The world’s languages exhibit striking diversity. At the same time, recurring linguistic patterns suggest the possibility that this diversity is shaped by features of human cognition.
One well-studied example is word order in complex noun phrases (like these two red vases). While many orders of these elements are possible, a subset appear to be preferred.
It has been argued that this ordering reflects a single underlying representation of noun phrase structure, from which preferred orders are straightforwardly derived (e.g. Cinque 2005).
Building on previous experimental evidence using artificial language learning (Culbertson & Adger 2014), we show that these preferred orders arise not only in existing languages, but also in improvised sequences of gestures produced by English speakers.
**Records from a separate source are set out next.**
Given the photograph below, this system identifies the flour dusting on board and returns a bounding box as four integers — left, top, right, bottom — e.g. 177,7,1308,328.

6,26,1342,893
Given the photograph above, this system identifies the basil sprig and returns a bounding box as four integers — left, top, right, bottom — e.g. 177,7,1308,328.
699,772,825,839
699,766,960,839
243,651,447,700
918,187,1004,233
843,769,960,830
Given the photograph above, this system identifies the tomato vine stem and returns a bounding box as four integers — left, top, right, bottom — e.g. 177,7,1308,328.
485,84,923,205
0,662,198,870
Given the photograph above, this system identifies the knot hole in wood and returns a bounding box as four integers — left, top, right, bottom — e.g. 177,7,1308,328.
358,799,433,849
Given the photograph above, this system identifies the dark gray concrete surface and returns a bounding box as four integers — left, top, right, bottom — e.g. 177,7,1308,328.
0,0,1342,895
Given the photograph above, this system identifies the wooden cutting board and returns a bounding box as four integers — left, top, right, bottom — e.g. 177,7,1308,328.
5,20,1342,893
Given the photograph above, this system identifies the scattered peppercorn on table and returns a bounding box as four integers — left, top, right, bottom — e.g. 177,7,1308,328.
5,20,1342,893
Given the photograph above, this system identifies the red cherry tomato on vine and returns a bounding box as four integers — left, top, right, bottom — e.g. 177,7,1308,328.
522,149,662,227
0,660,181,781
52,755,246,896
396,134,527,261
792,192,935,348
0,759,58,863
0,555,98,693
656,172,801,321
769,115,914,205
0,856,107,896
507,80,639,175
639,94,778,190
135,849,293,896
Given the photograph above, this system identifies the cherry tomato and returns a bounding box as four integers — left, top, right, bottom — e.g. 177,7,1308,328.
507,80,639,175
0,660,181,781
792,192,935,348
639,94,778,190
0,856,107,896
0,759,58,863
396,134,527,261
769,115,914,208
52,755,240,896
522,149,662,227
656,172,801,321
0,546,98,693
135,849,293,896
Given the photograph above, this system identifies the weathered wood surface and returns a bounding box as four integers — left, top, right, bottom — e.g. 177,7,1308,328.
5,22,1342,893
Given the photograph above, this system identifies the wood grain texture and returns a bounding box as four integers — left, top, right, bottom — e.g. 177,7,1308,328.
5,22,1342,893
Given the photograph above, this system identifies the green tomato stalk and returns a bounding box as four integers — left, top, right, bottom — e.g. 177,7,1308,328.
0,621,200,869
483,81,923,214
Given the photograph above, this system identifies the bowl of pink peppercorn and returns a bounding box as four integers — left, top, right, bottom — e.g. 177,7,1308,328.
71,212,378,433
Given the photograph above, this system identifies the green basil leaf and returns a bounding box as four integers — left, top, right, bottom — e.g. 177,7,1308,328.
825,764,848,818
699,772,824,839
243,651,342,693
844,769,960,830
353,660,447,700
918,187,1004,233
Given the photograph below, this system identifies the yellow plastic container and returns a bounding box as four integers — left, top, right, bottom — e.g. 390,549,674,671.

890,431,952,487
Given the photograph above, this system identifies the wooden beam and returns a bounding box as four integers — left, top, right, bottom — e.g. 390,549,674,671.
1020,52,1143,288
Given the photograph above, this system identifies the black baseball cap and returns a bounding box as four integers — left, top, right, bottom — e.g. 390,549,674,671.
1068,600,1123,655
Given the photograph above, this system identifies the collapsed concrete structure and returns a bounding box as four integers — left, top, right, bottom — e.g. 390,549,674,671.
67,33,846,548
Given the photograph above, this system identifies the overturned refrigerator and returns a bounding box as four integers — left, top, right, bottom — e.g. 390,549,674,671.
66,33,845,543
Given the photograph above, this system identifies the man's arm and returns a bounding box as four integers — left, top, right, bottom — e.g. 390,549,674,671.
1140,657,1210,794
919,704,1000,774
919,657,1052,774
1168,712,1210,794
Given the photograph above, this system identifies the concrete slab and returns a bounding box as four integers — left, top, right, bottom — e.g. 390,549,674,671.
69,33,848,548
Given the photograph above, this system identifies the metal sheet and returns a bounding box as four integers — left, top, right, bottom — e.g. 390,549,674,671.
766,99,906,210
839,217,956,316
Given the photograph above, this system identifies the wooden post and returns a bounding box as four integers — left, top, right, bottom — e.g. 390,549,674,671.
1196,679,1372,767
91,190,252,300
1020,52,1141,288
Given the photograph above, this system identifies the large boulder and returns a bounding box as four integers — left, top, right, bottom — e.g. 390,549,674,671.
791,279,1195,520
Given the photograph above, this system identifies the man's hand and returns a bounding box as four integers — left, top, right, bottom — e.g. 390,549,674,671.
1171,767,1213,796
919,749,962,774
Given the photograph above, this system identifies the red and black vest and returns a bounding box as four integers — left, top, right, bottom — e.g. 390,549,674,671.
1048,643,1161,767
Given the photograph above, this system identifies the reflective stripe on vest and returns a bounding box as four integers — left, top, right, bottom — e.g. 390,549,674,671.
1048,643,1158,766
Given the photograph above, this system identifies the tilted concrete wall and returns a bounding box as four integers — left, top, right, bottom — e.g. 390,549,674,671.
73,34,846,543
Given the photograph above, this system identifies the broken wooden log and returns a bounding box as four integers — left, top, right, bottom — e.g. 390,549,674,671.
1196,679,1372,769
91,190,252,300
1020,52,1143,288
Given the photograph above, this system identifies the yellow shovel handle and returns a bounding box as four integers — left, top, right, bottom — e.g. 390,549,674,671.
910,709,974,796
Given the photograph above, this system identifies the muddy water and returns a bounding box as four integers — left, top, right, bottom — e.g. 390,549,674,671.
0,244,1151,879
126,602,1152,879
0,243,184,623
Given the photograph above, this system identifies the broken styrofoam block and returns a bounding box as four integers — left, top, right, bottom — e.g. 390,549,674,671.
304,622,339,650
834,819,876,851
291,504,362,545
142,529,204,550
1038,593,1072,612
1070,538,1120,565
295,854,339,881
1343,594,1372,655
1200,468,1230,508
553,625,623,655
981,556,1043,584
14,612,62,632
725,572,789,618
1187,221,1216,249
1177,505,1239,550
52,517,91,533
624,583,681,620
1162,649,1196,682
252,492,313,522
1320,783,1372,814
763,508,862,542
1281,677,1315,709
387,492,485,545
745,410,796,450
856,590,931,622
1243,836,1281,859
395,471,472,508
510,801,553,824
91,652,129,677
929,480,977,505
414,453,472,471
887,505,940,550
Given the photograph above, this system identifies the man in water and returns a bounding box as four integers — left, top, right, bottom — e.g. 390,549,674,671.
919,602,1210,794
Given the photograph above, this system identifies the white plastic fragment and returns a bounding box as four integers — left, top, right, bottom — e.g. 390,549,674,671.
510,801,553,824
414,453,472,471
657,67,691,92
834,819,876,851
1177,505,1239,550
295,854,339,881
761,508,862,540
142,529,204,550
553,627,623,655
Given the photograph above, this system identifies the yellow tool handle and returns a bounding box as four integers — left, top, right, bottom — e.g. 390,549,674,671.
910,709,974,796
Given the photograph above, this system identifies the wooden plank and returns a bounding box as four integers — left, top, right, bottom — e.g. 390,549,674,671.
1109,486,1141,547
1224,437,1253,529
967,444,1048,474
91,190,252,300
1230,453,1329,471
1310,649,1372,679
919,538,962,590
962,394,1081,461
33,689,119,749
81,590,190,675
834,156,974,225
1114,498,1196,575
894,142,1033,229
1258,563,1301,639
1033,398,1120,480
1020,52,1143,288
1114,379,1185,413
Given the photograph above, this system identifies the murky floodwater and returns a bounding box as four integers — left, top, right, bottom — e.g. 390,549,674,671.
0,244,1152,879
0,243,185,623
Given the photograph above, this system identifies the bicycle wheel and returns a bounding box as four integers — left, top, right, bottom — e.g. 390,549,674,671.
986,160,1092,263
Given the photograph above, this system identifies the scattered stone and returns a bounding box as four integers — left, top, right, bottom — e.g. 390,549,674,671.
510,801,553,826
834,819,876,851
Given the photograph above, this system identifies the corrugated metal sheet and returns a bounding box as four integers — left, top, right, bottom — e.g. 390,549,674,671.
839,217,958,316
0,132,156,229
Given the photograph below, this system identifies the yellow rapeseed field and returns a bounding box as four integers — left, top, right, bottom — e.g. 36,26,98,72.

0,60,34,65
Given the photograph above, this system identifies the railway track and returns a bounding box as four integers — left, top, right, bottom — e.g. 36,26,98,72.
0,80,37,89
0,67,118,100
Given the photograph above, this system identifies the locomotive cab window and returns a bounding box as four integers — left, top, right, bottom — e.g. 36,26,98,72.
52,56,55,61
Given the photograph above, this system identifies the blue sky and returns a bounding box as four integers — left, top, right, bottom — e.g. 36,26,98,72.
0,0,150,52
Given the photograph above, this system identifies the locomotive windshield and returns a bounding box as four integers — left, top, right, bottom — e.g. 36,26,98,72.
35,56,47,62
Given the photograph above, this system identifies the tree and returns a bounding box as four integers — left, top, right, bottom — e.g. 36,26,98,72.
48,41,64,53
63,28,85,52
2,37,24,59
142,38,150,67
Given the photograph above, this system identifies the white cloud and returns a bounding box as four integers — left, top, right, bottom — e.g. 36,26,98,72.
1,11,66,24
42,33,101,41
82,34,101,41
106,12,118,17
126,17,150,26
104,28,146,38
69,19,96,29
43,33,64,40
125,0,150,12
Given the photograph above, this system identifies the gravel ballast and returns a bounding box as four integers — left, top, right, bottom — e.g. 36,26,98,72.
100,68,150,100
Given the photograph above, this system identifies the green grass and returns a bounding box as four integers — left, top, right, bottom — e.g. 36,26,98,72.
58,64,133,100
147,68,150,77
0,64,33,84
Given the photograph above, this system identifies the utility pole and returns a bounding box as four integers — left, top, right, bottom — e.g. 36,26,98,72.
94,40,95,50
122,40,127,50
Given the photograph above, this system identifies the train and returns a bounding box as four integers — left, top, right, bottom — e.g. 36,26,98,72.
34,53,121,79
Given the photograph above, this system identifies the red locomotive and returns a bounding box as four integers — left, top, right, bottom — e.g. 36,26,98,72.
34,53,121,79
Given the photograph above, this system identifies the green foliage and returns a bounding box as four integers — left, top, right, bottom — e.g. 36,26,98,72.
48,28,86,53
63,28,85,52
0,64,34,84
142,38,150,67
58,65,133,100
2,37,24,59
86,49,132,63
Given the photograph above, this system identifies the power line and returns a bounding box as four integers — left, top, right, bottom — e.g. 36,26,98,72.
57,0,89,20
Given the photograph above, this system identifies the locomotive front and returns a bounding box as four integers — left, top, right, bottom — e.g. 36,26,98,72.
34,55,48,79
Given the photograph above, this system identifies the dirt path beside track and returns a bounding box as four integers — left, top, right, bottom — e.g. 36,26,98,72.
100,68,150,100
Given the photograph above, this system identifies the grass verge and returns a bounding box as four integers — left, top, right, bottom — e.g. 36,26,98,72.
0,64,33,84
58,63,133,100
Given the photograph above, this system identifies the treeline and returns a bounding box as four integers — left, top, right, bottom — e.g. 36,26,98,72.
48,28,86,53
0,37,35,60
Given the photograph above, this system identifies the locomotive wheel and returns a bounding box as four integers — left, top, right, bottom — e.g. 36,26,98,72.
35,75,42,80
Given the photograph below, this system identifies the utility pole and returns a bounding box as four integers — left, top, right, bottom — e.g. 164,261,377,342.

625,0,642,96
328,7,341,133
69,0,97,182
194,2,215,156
We then use corpus data from a wide range of languages to argue that the hypothesized underlying structure of the noun phrase might be learnable from statistical features relating objects and their properties conceptually.
Using an information-theoretic measure of strength of association, we find that adjectival properties (e.g. red) are on average more closely related to the objects they modify (e.g. wine) than numerosities are (e.g. two), which are in turn more closely related to the objects they modify than demonstratives are (e.g. this). It is exactly those orders which transparently reflect this—by placing adjectives closest to the noun, and demonstratives farthest away—that are more common across languages and preferred in our silent gesture experiments.
These results suggest that our experience with objects in the world, combined with a preference for transparent mappings from conceptual structure to linear order, can explain constraints on noun phrase order.